I start my yoga teacher training this weekend. My current instructor indicated that she would be agreeable to my teaching at her studio, once I am trained and that would be this summer, so yoga is a real possibility as part-time work. It is not a living by any means, but it’s somewhere to start. I want to someday have a studio, somewhere. Be a business owner. I think that is my upbringing. I love to write and blog, but they don’t feed my need for tangible employment. Probably seems silly to some, but I like the idea of going into work. Actually leaving the house kind of work.
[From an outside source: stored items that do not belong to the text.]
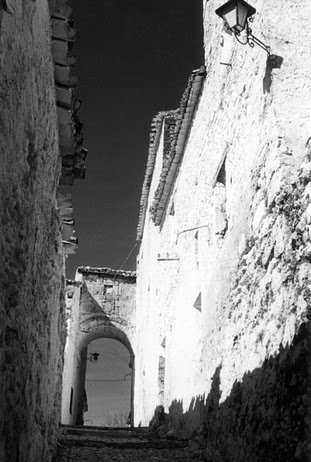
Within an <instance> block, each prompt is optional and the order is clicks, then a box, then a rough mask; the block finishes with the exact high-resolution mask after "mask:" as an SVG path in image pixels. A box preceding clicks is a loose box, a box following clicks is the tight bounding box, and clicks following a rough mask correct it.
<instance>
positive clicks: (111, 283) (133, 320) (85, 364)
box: [61, 267, 137, 425]
mask: <svg viewBox="0 0 311 462" xmlns="http://www.w3.org/2000/svg"><path fill="white" fill-rule="evenodd" d="M135 299H136V274H135V273H134V272H131V271H116V270H112V269H110V268H90V267H79V268H78V270H77V274H76V280H75V281H68V284H67V341H66V348H65V365H64V374H63V391H62V420H61V421H62V423H63V424H70V425H77V424H82V423H83V420H84V417H83V403H84V390H85V372H86V361H87V348H88V344H89V343H90V342H92V341H93V340H96V339H98V338H112V339H114V340H117V341H119V342H121V343H122V344H123V345H124V346H125V347H126V348H127V349H128V351H129V353H130V355H131V362H130V367H131V368H134V357H135V354H136V351H137V350H136V326H135V319H136V303H135ZM133 375H134V373H133ZM131 409H132V415H133V414H134V410H133V383H132V397H131Z"/></svg>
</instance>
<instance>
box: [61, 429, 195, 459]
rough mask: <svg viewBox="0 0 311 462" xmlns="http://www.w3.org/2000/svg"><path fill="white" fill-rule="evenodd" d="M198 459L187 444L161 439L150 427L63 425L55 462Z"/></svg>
mask: <svg viewBox="0 0 311 462" xmlns="http://www.w3.org/2000/svg"><path fill="white" fill-rule="evenodd" d="M193 460H198V459H197V458H196V456H195V455H194V454H193V453H191V451H190V450H189V448H188V442H186V441H173V440H166V439H160V438H157V437H155V436H154V435H152V434H151V433H150V431H149V429H147V428H135V429H133V430H131V429H129V428H100V427H69V426H62V427H61V429H60V438H59V445H58V454H57V457H56V459H55V461H54V462H108V461H109V462H121V461H122V462H145V461H153V462H162V461H163V462H164V461H171V462H174V461H176V462H179V461H184V462H186V461H193Z"/></svg>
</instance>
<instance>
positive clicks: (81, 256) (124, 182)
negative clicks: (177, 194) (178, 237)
mask: <svg viewBox="0 0 311 462" xmlns="http://www.w3.org/2000/svg"><path fill="white" fill-rule="evenodd" d="M73 7H74V19H75V27H76V29H77V40H76V44H75V46H74V50H73V51H74V54H75V55H76V57H77V63H76V65H75V72H76V74H77V75H78V78H79V82H78V87H77V92H76V95H77V97H79V98H80V99H81V100H82V108H81V110H80V113H79V116H80V118H81V120H82V122H83V123H84V129H83V132H84V136H85V140H84V144H85V147H86V148H87V149H88V152H89V153H88V157H87V164H86V179H85V180H83V181H76V182H75V185H74V187H73V188H71V191H72V194H73V204H74V215H75V220H76V225H75V229H76V232H77V236H78V239H79V250H78V252H77V254H76V255H74V256H70V257H69V259H68V261H67V274H68V277H70V278H73V277H74V274H75V270H76V268H77V267H78V266H99V267H103V266H108V267H112V268H115V269H119V268H120V267H121V265H122V264H123V262H124V260H125V258H126V257H127V255H128V254H129V252H130V250H131V249H132V247H133V246H134V244H135V238H136V227H137V222H138V215H139V201H140V194H141V187H142V183H143V178H144V172H145V166H146V161H147V155H148V142H149V128H150V124H151V120H152V118H153V117H154V116H155V115H156V114H157V113H158V112H159V111H161V110H168V109H175V108H177V107H178V106H179V101H180V98H181V96H182V93H183V91H184V89H185V87H186V84H187V80H188V77H189V75H190V73H191V71H192V70H193V69H197V68H198V67H200V66H201V65H202V64H204V63H203V45H202V0H157V1H154V2H151V1H148V0H88V1H85V0H76V1H75V2H73ZM135 262H136V252H134V253H133V254H132V256H131V258H129V260H128V262H127V263H126V265H125V266H124V268H123V269H135Z"/></svg>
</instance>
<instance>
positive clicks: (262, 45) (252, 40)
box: [227, 17, 271, 56]
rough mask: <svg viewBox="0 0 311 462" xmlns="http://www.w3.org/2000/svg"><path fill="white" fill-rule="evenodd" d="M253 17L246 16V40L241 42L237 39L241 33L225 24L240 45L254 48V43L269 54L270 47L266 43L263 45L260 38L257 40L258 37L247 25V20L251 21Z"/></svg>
mask: <svg viewBox="0 0 311 462" xmlns="http://www.w3.org/2000/svg"><path fill="white" fill-rule="evenodd" d="M253 20H254V18H252V17H251V18H248V21H247V22H246V26H245V32H246V41H245V42H242V40H240V39H239V37H240V35H241V33H240V32H235V31H232V30H231V29H230V28H229V27H228V26H227V29H228V30H229V31H231V32H233V34H234V36H235V38H236V39H237V41H238V42H239V43H240V44H241V45H249V46H250V47H251V48H254V46H255V44H256V45H258V46H260V47H261V48H262V49H263V50H265V51H266V52H267V53H268V55H269V56H270V55H271V49H270V47H269V46H268V45H265V44H264V43H263V42H262V41H261V40H259V38H257V37H255V35H253V34H252V32H253V31H252V29H251V28H250V27H249V23H248V22H253Z"/></svg>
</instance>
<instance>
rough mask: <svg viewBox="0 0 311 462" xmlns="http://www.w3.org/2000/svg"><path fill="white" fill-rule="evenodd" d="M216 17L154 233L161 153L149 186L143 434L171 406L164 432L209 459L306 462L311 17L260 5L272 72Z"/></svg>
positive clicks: (266, 57)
We’ve talked about trading in the tent trailer for a holiday trailer, and using it for vacations. Rob wanted to travel the SouthWest U.S., but with the border as it is, I am less keen. And though Americans don’t seem to have any sense of impending doom, the news we get looks more and more dicey. In fact, this coming summer it seems it has never been a better time to stay out of the States.

I am only a tiny bit disappointed about not moving overseas. It could have been fun and interesting in a way that most people’s lives never get to be. But it would have been work and Dee would not have been as happy about it as we would have been. Our mothers were distraught, and the older girls, though they’ve put on brave faces, would have felt abandoned to varying degrees. It is not great for Rob. He gets to continue on as a workhorse and he deserves more. Everyone takes for granted that he will be there to fix things, give advice, loan money and generally make sure the trains run. I doubt that anyone but me really worries about his needs, or wants for him, when it comes to that. Having been in that thankless position, I know how long it can make a day seem.

Although Rob doesn’t think much of the place, there are far worse little towns than The Fort to call home. It will not be home forever, I don’t think, but it is good enough for now.

Funny, I just read a blog piece about “good enough” and how that kind of settling is a bad thing. I didn’t really agree.